Lei Jun,
the Steve Jobs-mimicking chief of Xiaomi, introduced a new smartphone last
summer in Beijing.
BEIJING —
China is notorious for its knockoffs. But now comes a knockoff of one of the
gods of American ingenuity: Steven P. Jobs.
In a
country where products like iPhones are made but rarely invented, Lei Jun —
entrepreneur, billionaire and professed Jobs acolyte — is positioning himself
and his company as figurative heirs of Mr. Jobs. The Chinese media have
nicknamed his company, Xiaomi, the “Apple of the East.”
The title
is a stretch, by almost any measure. But Mr. Lei nonetheless is carefully cultivating
a Jobsian image here, right down to his jeans and dark shirts. He is also
selling millions of mobile phones that look a lot like iPhones. Chinese
consumers — and deep-pocketed investors overseas — seem to be believers.
And yet Mr.
Lei’s biggest believer may be himself. He bounds onto podiums to introduce new
cellphones. He proclaims things that may, to many, sound outlandish. For
instance:
“We’re
making the mobile phone like the PC, and this is a totally new idea,” Mr. Lei,
Xiaomi’s chief executive, said during an interview at the company’s spacious,
high-rise headquarters here. “We’re doing things other companies haven’t done
before.”
That might
come as a surprise to Apple and Samsung Electronics, the twin giants of
smartphones. But Xiaomi (pronounced SHAO-mee) did sell $2 billion in handsets
in China last year. It is emerging as a force in China, the world’s largest
mobile phone market, and it expects its revenue to double this year.
Mr. Lei,
for his part, hardly discourages comparisons to Apple and Mr. Jobs. And why
would he? Founded by a group of Chinese engineers three years ago, his company
sold seven million mobile phones last year by using designs that mimic the look
and feel of the iPhone and using marketing that seems right out of Apple’s
playbook.
It’s no
surprise that entrepreneurs aspire to create a Chinese Apple. Many talk about
moving China beyond the dead end of assembling devices for other companies.
So far,
however, true innovators have been scarce. At best, they have adapted others’
technology to the Chinese market.
Mr. Lei has
attracted believers because no company’s annual revenue has reached the $1
billion mark in China faster than Xiaomi, not even Amazon, which took five
years to get there. Xiaomi did it while earning a profit.
Its backers
include Qiming Venture Partners, the venture capital arm of Qualcomm and
Digital Sky Technologies, an investment firm run by Yuri Milner, an early
backer of Facebook, Groupon and Zynga.
Xiaomi,
which is privately held, says an initial public offering is years away.

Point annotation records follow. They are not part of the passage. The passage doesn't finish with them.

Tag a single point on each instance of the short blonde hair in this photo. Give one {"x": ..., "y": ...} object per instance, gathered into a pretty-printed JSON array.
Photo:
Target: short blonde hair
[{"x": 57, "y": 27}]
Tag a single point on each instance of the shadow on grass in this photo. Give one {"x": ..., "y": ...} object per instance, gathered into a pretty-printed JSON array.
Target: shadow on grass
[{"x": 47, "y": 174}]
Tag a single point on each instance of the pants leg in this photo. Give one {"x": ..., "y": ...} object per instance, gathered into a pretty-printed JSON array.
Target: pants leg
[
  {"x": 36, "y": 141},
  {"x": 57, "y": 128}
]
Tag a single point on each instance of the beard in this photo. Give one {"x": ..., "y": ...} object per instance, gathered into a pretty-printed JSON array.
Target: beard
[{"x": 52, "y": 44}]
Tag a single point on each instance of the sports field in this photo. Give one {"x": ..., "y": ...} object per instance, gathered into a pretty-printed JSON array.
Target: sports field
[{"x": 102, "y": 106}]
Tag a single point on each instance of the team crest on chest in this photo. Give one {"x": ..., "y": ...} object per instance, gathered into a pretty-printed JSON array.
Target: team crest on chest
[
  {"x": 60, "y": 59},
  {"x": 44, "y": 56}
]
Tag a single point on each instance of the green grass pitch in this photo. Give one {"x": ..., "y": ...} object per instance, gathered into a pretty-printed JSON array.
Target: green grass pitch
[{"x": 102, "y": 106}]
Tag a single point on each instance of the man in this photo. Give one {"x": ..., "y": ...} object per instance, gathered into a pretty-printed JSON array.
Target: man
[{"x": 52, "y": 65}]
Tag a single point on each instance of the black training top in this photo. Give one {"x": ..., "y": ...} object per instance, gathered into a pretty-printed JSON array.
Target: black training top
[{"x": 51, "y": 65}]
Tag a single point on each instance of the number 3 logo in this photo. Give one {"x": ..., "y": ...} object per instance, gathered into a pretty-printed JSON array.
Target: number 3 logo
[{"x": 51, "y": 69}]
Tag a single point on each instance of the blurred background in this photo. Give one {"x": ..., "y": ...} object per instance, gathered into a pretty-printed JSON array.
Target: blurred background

But the
company is worth $4 billion, according to its latest round of financing last
June.
If that
valuation holds up, it would make Xiaomi one of China’s most valuable technology
companies, behind Alibaba, Baidu, Tencent and Netease.
The company
caters to young, college-educated people who want a smartphone but cannot quite
afford one, people like Lu Da, a 26-year-old education consultant in Shanghai.
“I chose
Xiaomi because it’s good value for the money,” he said.
Skeptics
say the company produces low-price iPhone imitations with no significant
software or hardware advantages. They also say the company faces stiff
challenges from Apple and Samsung, which are in a position to offer low-price
smartphones.
The
marketing power of bigger local handset makers like Lenovo, Huawei and Taiwan’s
HTC, which together recently sold about 25 percent of all smartphones in China,
cannot be discounted either.
Whether the
company succeeds, its rise has solidified Mr. Lei’s reputation as a start-up
wizard. Part entrepreneur and part start-up investor, he spent more than a
decade at the Chinese software company Kingsoft and took it public in 2007. (He
remains chairman and holds a $300 million stake.)
He also
invested in a string of successful software and Internet companies, including
YY, an online social platform that went public on the Nasdaq stock exchange in
the United States last year and is now worth about $1.5 billion. One of Mr.
Lei’s earliest successes came in 2004, when Amazon paid $75 million to acquire
his e-commerce company Joyo.com.
“Lei Jun is
a phenomenal entrepreneur,” said Kai-Fu Lee, the former Google executive who
now runs Innovation Works, a Beijing-based firm that invests in Chinese
start-ups. “He’s insightful about user needs and markets, and now he has this
incredible desire to create a household brand in technology.”
Mr. Lei has
revealed little about his personal life, but he has nearly five million
followers on Sina Weibo, a sort of Chinese Twitter, and is treated like a
celebrity in technology circles.
He grew up
near Wuhan, a gritty industrial city in central China, and studied computer
science at Wuhan University. It was during college, in 1987, he says, that he
read a book about Mr. Jobs, and decided to emulate him.
“I was
greatly influenced by that book, and I wanted to establish a company that was
first class,” Mr. Lei said. “So I made a plan to get through college fast.”